April Lindsay was a friend of many of us here in WHO. She was from Nenagh in County Tipperary in Ireland, but someone who had such a wide range of international friends. She died in New York. She had such a positive impact on all of our lives here in WHO. So many of us in this organisation. She was a wonderful professional, always fun, and we will miss her dearly here at WHO. But I think to mourn the passing of one of our own, who was one of our own, and the people who make our organisations work, ar dheis dé go raibh a hanam [?].

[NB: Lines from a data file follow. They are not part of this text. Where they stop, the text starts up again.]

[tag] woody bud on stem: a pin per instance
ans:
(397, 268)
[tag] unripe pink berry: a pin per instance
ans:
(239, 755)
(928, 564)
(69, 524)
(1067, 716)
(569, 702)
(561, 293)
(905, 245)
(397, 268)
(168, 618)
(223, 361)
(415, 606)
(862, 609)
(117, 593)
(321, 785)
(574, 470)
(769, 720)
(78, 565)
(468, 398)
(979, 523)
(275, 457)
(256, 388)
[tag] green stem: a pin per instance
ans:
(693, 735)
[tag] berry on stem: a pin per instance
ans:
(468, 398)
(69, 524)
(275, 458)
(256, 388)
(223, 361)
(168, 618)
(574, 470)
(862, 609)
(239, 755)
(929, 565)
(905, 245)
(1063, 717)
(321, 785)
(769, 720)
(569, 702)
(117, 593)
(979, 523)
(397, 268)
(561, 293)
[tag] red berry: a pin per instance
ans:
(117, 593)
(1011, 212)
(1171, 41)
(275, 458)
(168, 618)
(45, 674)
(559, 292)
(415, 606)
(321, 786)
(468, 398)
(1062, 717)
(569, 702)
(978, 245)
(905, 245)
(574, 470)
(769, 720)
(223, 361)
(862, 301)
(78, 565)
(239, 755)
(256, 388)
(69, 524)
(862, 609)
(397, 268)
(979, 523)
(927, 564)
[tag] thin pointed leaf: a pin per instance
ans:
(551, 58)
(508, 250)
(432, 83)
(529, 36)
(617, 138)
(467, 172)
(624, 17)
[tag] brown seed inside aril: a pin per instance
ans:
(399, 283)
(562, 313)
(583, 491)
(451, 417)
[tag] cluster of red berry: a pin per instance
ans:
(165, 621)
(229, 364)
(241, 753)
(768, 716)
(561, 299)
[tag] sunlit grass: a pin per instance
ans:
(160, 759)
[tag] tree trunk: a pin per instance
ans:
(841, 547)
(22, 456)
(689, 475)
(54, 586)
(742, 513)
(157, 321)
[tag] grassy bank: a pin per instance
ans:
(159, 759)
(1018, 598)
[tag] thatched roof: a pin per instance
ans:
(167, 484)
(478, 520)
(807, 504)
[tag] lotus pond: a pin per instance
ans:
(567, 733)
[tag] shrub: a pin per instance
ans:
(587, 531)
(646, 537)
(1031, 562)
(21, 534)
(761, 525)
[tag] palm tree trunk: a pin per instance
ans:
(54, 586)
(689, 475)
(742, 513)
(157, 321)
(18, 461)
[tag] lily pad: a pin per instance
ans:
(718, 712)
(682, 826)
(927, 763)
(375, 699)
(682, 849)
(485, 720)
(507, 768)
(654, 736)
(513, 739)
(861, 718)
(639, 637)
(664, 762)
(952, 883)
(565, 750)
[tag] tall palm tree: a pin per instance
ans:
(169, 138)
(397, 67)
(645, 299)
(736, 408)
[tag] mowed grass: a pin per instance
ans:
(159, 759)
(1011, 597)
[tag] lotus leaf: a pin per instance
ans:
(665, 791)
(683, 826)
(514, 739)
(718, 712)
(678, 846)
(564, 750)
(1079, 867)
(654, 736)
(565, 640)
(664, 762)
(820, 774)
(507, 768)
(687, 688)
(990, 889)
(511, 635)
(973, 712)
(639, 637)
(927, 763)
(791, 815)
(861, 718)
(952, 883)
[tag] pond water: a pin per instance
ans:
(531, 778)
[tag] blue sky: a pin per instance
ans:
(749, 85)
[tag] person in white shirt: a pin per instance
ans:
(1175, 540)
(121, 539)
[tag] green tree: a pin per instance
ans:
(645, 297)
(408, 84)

FC          Thank you. Now I would like to invite Dr Tedros for final words.

TAG        Thank you. Thank you, Mike, and I would also like to join my general in paying my respect and tribute. These are the people who really are the face of WHO. So, thank you so much again, Mike, and thank you for those who have joined today. I look forward to seeing you at our next press air [?]. Thank you. Bye bye.

FC          Thank you. Just reminding journalists that you will receive the audio file and DG speech right after this press conference. The full transcript will be posted on the WHO website tomorrow morning. As usual, I would like to apologise to those who could not get their question answered. Please don’t hesitate to contact the WHO Media Team for any follow-up questions. Thank you and have a nice day.